In 2015, ENGIE Distributed Solar launched a program to provide enhanced ecosystem service benefits from the ground cover under and around its solar arrays on arable soils. Today, the company has installed over 100 MW of pollinator-friendly solar projects, spanning over 600 acres across half a dozen states.

ENGIE partners with local land management specialists, such as Natural Resource Services, to seed each site with a regionally customized and diverse mix of roughly 25 different plant species, including grasses, sedges, and flowering forbs native to each region.

“We have pollinator gardens and natural habitat throughout the groundcover of all of our sites in the U.S.,” said Eric Luesebrink, Senior Vice President of Development at ENGIE. “We are committed to renewable energy, and we’re committed to improving the environment in that regard.”

Going back to a 2017 webinar with the National Renewable Energy Lab, ENGIE cites economics as an important factor in their choice to use native vegetation—resulting in reduced overall maintenance costs, improved stormwater infiltration, and minimized soil erosion at its installations. The company is working with NREL on two different studies:

  • InSPIRE: Evaluation of the performance of various seed mixes on solar sites to better quantify the economic and environmental impacts of its projects.
  • PV-SMaRT: Establishing solar-specific hydrological models showing how deep-rooted ground cover handles stormwater.

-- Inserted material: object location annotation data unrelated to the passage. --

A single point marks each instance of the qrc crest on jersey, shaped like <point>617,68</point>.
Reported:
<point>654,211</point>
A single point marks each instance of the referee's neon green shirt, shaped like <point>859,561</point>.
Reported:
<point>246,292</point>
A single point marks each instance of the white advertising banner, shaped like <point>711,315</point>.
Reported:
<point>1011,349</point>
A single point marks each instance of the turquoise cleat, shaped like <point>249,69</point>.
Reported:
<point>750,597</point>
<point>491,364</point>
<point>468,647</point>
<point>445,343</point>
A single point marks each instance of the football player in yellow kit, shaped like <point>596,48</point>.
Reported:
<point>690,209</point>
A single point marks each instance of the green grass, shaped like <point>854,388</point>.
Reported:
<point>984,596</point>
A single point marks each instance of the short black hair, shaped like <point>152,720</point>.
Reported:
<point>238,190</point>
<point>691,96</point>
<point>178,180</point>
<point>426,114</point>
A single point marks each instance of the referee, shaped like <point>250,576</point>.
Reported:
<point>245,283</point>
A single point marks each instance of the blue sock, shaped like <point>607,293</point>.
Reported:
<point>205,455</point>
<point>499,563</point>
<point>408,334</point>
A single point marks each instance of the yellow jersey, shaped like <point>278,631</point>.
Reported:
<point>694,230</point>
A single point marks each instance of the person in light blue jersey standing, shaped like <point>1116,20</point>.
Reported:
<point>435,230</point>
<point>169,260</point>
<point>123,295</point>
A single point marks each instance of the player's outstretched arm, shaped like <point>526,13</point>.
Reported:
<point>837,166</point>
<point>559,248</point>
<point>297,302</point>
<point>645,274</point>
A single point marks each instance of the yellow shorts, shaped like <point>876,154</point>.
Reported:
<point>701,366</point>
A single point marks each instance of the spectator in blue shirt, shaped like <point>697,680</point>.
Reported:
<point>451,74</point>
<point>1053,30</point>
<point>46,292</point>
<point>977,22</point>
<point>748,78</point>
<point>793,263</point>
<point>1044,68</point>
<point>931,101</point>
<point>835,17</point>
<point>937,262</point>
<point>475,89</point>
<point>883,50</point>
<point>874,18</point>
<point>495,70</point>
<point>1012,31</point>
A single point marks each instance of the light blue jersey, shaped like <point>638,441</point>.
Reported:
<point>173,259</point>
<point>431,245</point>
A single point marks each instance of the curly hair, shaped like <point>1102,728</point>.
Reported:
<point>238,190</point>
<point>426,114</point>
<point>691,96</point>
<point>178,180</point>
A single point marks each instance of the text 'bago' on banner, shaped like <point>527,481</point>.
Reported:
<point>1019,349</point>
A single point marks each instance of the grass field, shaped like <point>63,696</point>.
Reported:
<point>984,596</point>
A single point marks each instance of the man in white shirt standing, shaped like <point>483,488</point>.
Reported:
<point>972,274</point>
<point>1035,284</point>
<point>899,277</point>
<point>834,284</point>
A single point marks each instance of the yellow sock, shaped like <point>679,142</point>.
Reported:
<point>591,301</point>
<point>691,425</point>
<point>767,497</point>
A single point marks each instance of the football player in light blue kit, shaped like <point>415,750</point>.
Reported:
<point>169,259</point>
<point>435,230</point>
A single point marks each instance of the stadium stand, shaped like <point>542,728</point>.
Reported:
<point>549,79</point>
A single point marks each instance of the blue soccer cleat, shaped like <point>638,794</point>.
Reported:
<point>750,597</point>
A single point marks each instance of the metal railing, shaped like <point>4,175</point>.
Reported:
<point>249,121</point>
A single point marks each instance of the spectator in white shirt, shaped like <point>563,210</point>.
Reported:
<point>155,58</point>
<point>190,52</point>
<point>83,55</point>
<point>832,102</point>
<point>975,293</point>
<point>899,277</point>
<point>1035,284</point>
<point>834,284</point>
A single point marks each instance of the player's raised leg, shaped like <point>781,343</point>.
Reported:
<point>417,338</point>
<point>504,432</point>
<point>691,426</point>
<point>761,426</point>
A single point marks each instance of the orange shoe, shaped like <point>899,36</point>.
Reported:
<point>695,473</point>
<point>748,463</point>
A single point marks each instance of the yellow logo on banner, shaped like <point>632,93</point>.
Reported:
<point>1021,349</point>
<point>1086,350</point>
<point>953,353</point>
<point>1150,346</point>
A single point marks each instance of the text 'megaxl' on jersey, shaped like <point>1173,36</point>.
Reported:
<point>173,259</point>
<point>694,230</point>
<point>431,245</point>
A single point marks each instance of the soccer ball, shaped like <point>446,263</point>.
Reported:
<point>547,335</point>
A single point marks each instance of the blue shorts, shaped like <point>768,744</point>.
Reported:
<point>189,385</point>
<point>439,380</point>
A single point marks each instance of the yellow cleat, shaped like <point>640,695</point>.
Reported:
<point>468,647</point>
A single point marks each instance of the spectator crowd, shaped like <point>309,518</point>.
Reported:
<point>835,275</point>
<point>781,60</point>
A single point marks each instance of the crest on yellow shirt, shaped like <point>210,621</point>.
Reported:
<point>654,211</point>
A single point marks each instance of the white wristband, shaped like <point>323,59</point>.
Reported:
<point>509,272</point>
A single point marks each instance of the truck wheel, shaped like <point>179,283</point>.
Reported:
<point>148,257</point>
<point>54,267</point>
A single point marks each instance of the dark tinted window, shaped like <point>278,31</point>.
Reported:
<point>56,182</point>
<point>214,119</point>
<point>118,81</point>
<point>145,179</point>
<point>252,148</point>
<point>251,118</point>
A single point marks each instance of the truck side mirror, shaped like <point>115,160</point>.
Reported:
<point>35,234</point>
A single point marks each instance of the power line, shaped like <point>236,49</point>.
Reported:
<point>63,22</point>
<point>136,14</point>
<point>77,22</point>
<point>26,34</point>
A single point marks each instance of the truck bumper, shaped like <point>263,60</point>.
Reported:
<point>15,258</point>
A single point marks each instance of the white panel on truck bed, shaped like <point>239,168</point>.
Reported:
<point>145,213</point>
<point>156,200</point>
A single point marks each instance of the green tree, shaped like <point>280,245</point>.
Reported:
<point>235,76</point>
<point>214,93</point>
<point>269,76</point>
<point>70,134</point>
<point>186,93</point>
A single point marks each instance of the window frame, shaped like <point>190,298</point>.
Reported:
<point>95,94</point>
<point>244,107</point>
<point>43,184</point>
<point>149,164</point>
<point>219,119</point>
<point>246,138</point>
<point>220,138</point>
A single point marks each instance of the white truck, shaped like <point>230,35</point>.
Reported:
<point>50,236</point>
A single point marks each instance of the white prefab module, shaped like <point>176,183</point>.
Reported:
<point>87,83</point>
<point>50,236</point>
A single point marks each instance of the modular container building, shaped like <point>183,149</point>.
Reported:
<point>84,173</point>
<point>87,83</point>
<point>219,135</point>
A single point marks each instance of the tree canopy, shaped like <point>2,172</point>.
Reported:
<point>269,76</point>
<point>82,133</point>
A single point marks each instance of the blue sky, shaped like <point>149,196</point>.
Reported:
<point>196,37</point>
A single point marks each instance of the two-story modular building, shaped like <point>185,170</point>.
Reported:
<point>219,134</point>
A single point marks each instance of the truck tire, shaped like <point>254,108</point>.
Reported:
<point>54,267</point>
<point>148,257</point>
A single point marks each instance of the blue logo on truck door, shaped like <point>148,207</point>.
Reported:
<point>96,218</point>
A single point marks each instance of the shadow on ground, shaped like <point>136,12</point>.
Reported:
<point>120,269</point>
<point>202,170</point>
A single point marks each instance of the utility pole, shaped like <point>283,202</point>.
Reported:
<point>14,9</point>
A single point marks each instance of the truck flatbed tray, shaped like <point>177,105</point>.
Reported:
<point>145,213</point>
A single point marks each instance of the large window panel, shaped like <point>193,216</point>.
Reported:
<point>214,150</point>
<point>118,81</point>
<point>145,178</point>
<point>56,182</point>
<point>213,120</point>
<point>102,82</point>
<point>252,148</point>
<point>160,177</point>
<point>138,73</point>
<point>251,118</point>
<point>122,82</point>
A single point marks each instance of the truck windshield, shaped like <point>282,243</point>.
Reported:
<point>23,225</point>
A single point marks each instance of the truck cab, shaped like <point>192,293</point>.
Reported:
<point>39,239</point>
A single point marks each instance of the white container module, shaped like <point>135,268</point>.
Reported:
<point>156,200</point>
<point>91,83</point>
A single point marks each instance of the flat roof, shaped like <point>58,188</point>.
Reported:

A 5 MW ENGIE project in Minnesota was nearly rejected by the Ramsey County Planning Commission after neighbors opposed the project. However, expert testimony about the benefits of pollinator-friendly groundcover—including positive ecological impacts and work opportunities for local seeders and apiarists—convinced two officials to change their votes, securing the project’s passage in a 5-2 decision. The plans and expert testimony on the ground cover prompted one commissioner to say that ENGIE had come to ask for a permit for a solar project and “this feels like we’re getting a free park out of it.”

Minnesota-based Prairie Restorations seeded and manages the site (see the scorecard), noting that a growing number of solar projects they manage will only need a single annual mow.

Bare Honey hives adjacent to a 5 MW ENGIE Solar project in Cold Spring, Minn.

ENGIE’s pollinator-friendly projects have benefitted local beekeepers as well. In Minnesota, the company partners with Bare Honey to manage apiaries located safely outside the fence of pollinator-friendly solar projects. In Hinesburg, Vermont, the company hired Bee the Change to plant vegetation and install a beehive at its 1.67 MW Magee Hill solar farm. Today, Bee the Change sells honey and beeswax harvested from Magee Hill and other solar sites in the state as well as harvesting milkweed fluff to use as insulation in neckwarmers.

Bee the Change has witnessed an increase in pollinator abundance at the solar sites where it works. During an initial 15-minute survey, company founder Mike Kiernan has recorded anywhere from 6 to 37 unique pollinators at any given site. However, three years after seeding the lands with pollinator-friendly plants, those numbers grow into the mid 200-range.

“By the end of year three, you can create a pollinator habitat equivalent to the most beautiful meadow you’ve ever walked through in the peak of summer. And it has impacts beyond the fence-lines,” says Kiernan.

In the largest study of its kind to date, Rutgers University found that declining numbers of pollinators have been negatively affecting crop yields. However, in Vermont, the farmer who leased 11 acres of his land in Hinesburg to Encore Renewables for the ENGIE Distributed Solar project said his apple trees hadn’t produced so much fruit since he was a child.